倘若李弟兄不在,這機構仍會繼續存在,其董事會必須向法律負責,依法處理一切資產。在加州法律之下,董事們要負責確保無不正當之事發生。此外上有主管及職員。目前在加州安那翰和德州歐文,共有二十四位職員,以及許多自願服事者。

 

職事站為協助其董事,在已過年間一直有法律與會計顧問。過去十年,一直是由彼瑪梅恩公司(Peat Marwick Main & Co.)為其會計公司。這是世界一流的會計公司,替職事站處理一切會計與簿記工作。開公司的合夥人之一,基爾保比爾(Bill Gilbow),是他們在西部各州免稅機構的專家。職事站的整個會計系統,就是他親自設立的。他在一九七九年查過職事站的賬目,從那時起,他的公司就一直在處理這事。他每年必須編製向州政府呈報的年度財報表,那是為著免徵財產稅所必須申報的。

 

他也豫備職事站每年向國稅局呈報的稅單,一般而言,召會不用申報,但其他像職事站這種這種按五零一(C)(3)條款設立的機構,每年必須向國稅局填報一分資料。這就是「九九零」號表格,名稱是「免繳所得稅機構申報書。」這是一分所得稅申報報表,需要申報,但不需繳稅。在這表格上,職事站必須填報其一切收入、收入來源、支出、以及一切此等機構所必須申報的事項。這申報必須接受稽查,正如任何所得稅申報一樣。職事站曾接受查賬,並且毫無問題的通過了。職事站在作業上若有甚麼問題,都會向彼瑪梅恩公司,向基爾保諮詢。

《當前背叛的發酵,一○六至一○九頁》

 

可見得本書作者指控之在『混合了“飯食”(銷售書刊、膠片和各種訓練)事工的機構中身居要職』,亦是不瞭解職事站運作之臆測。職事站既是一非營利機構,所有一切收入、支出,都必須符合設立『非營利宗教機構』的目的,且都必須接受政府的嚴格稽查,絕不可能有私人從中取利,否則職事站怎會接受政府查賬,而毫無問題的通過呢?至於職事站所收款項之支出,除了添購本身儀器設備,幫助各地教會購置之需用外,就是一般職員之必要人事開銷,這是合乎聖經的;『牛踹穀的時候,不可籠住牠的嘴。』(林前九9),『宣傳福音的靠福音養生』(林前九14)。而且即使是人事開銷,也必須合乎聯邦政府的法律規定,這是可以去查證的。但若說把這一切的目的,看成是『混合了“飯食”』,那未免就把服事主的事看得太低了。

 

關於『家庭參政』之說明

 

本段話的完整段落如下:

 

『還有一件事,一切在監督聚會裡所發生的事,沒有一個弟兄可以回家去告訴他的妻子。

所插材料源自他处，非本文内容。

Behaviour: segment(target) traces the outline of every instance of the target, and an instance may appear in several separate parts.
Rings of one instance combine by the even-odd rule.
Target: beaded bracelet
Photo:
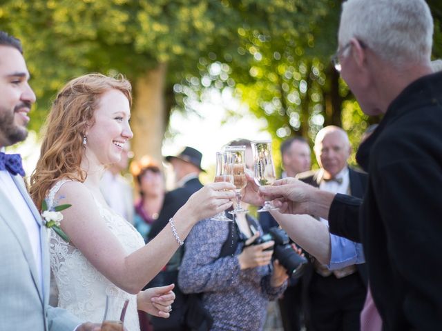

在監督聚會裡所發生的事,沒有一個弟兄可以出去告訴第二個弟兄。這是神聖的,個個人要在那裡維持。在這一個聚會裡,所有的事都是這樣,不能隨便說,不能走漏消息,話不能多。』

《教會的事務,二六頁》

 

因著本書作者不瞭解水流職事站的性質,不知『水流職事站只是個辦公室,在兩件事上服事我的職事:將信息刊印成書,以及用錄影帶、錄音帶將這些信息分送出去』,將職事站和召會混為一談,所以才會有『前輩弟兄告知弟兄們,在監督的聚會中,不能把會中情況告訴妻子,就是說事奉神的人該何等嚴肅』的話出現。在召會的事奉中,所有關於召會的事奉,除了監督聚會之外,的確是不能對任何人,尤其是對自己最親密的人談的,我們也應該一直持守這個原則。而水流職事站和召會不同,它『只是個辦公室』,是一個機構,目的又是為『出版李弟兄與倪弟兄的書』,所以由李常受自己的家屬,擔任董事會之成員自無不可。但本書作者把對政府負責,管理召會財產的董事會,和經營書報、錄影帶之非營利宗教機構的董事會混為一談,是指鹿為馬,混淆是非了!

 

至於本書作者指控職事站『開始承辦全球性眾教會的長老和工人的訓練班』,並藉著訓練『推行反“老舊”宗教(即地方教會早先的實行)』,好比『中國“文革”在地方教會中重演』,致使『幾十年辛勞的原長老執事,不能忍受如此“新路”使命的受訓者熱心“革命”,被戴上“老舊”、“反恢復”、“老宗教”的帽子,或被革、或靠邊,淚流多少!』。這類的指控是否屬實,不們要一樣一樣來看。首先,我們前面已指出,新路改制初期,因屬實驗階段,所以交由職事站來備辦各面服事,到一九八九年新路改制成功,就把這個訓練交給台灣的弟兄們,而稱全名為『台灣福音工作全時間訓練』,其角色乃為配合訓練各面利未服事的事,其目的乃為產生正常、活的、能盡功用之基督身體上的肢體,非本書作者所謂『承辦全球性眾教會的長老和工人的訓練班』,以及『推行反地方教會早先的實行』。至於中國大陸的文革,乃一政治性運動,召會是一屬靈的團體,拿政治性運動的文革,比喻成召會屬靈的帶領,是不倫不類。且就算在訓練其間,有些人因領會不同而產生不當言論,也絕非代表訓練正式帶領,不能以偏蓋全。最後作者又說,訓練推行新路的結果,使『幾十年辛勞的原長老執事,不能忍受如此“新路”使命的受訓者熱心“革命”,被戴上“老舊”、“反恢復”、“老宗教”的帽子,或被革、或靠邊,淚流多少!』,也是與事實不符。今天無論在台灣、泰國、菲律賓、香港、馬來西亞等地,還有許多其他無法一一盡說的國家,因著推行新路的結果,各地產生一片欣欣向榮,繁茂復活的光景,各地負責弟兄高興都來不及,怎會有『不能忍受』『淚流多少』的情形呢?若有,本書作者能一一詳細說明嗎?而且,定罪別人的老舊固然不應該,但我們身上若有老舊的光景,也難道不當除去麼?聖經說要『脫去舊人…穿上新人』(弗四22-24),也說要『在心思的靈裏得以更新』(弗四23),這是每一個神兒女當有的態度!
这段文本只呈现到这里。